If the contract work is not specialized per se, the court must then compare the contract work with the principal's trade, business, or occupation to determine whether the contract work could be considered a part thereof.
Finally, the court must inquire whether the principal was actually engaged at the time of the injury in the trade, business, or occupation of the hired contractor.Id. (citing Bradley v. Clark, 804 P.2d 425, 427-28 (Okla. 1991). Here, there has been no evidence presented or a suggestion that the contracted work completed by the Plaintiffs was specialized per se. Thus, the Court moves on to the second stage of the Bradley analysis.
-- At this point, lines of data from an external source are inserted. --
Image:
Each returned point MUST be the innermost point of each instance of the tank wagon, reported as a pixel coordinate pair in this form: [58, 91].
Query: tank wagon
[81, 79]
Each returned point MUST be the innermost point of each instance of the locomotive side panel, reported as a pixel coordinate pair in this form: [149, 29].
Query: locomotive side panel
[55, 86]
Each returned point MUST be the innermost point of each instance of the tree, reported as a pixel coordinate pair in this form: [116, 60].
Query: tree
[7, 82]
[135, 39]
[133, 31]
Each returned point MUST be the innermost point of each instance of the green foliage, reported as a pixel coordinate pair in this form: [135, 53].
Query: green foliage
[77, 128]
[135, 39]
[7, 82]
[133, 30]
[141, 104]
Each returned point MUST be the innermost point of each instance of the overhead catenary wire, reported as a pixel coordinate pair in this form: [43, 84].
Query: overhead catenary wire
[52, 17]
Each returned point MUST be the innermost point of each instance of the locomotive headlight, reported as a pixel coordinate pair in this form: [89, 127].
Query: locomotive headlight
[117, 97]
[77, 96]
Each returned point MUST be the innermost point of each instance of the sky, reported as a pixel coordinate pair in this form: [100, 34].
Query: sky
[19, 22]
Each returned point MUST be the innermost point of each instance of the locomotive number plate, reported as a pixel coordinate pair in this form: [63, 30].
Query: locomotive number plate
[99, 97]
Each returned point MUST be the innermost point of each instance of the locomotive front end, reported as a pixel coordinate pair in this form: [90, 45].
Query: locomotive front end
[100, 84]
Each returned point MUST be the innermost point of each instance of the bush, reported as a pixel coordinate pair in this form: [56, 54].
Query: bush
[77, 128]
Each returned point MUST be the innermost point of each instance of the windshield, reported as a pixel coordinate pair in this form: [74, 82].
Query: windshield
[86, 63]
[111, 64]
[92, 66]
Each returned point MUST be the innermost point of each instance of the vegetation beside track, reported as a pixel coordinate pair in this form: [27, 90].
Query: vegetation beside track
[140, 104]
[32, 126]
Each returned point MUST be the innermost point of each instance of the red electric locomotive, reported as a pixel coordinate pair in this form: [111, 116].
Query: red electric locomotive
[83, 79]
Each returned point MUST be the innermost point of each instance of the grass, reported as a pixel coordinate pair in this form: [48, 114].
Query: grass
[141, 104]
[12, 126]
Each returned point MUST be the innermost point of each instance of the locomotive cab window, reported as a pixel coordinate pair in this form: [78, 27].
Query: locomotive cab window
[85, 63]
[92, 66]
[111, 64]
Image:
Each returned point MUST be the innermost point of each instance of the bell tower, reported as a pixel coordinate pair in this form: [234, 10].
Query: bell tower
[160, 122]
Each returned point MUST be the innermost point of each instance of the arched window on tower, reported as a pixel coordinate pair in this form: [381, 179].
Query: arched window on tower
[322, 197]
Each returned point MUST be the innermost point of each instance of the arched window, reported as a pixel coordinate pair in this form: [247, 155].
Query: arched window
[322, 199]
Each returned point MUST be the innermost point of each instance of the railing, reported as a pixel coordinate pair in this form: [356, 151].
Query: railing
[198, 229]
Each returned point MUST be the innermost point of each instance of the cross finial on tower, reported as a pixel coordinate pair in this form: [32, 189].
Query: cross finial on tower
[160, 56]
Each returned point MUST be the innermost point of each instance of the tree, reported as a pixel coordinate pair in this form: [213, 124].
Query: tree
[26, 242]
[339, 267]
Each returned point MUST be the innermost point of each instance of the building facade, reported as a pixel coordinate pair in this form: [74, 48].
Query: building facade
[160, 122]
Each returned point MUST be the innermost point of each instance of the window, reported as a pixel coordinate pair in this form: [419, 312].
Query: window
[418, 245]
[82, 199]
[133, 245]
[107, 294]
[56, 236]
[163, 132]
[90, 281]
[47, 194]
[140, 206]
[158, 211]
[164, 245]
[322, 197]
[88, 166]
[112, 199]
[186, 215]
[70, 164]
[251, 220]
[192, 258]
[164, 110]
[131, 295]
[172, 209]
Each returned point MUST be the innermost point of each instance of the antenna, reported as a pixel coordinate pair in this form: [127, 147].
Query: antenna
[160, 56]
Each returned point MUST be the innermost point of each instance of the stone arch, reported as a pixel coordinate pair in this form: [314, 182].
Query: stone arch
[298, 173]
The Bradley Court set forth the following factors regarding this stage.
Several factors, which have been considered, are: (a) Is the contract work routine and customary? That is, is it regular and predictable? Nonrecurring or extraordinary construction and repairs are usually held outside the scope of the statutory doctrine. (b) Does the principal have the equipment and/or manpower capable of performing the contract work? This sub-species of the speciality inquiry focuses on determining whether the contract work, as it relates to the hirer, is ordinarily handled through employees. (c) What is the industry practice relative to the contract work? . . . Basically, the factors developed by the jurisprudence strive to answer the overriding question of `whether [the contract work] is, in that business, normally carried on through employees rather than independent contractors.'Bradley, 804 P.2d at 428 n. 10 (internal citations omitted). Finally, the third stage of the Bradley analysis is "whether the principal hirer was engaged, at the time of the injury, in the trade, business or occupation of the hired contractor." Id.
Turning to my analysis, after carefully considering the evidence submitted by both parties in connection with this issue and viewing it in the light most favorable to the Plaintiffs, I find that the Plaintiffs demonstrated through their response to Eaton's motion for summary judgment that there are genuine issues of material fact regarding whether Eaton was a statutory employer under either Colorado or Oklahoma law. First, there is a genuine issue of material fact as to whether Eaton always uses subcontractors as part of its regular business operation for necessary and integral tasks or whether this type of work was ordinarily handled by Eaton employees. This is unclear from the evidence presented, and this issue is central to the analysis of whether Eaton was a statutory employer under either Colorado or Oklahoma law. Second, there is conflicting evidence as to what degree of control Eaton exercised over the contracted workers. At a minimum, I find that these factual disputes are open to different interpretations which impact Eaton's argument in its motion. Thus, summary judgment is not appropriate. Accordingly, I find that there are genuine issues of material fact regarding whether Eaton is a statutory employer, and thus summary judgment is not proper.
IV. CONCLUSION
Based upon the foregoing, it is
ORDERED that Defendant Eaton Corporation and Eaton Electrical, Inc.'s ("Eaton") Motion for Summary Judgment (docket #108), filed January 25, 2008, is DENIED.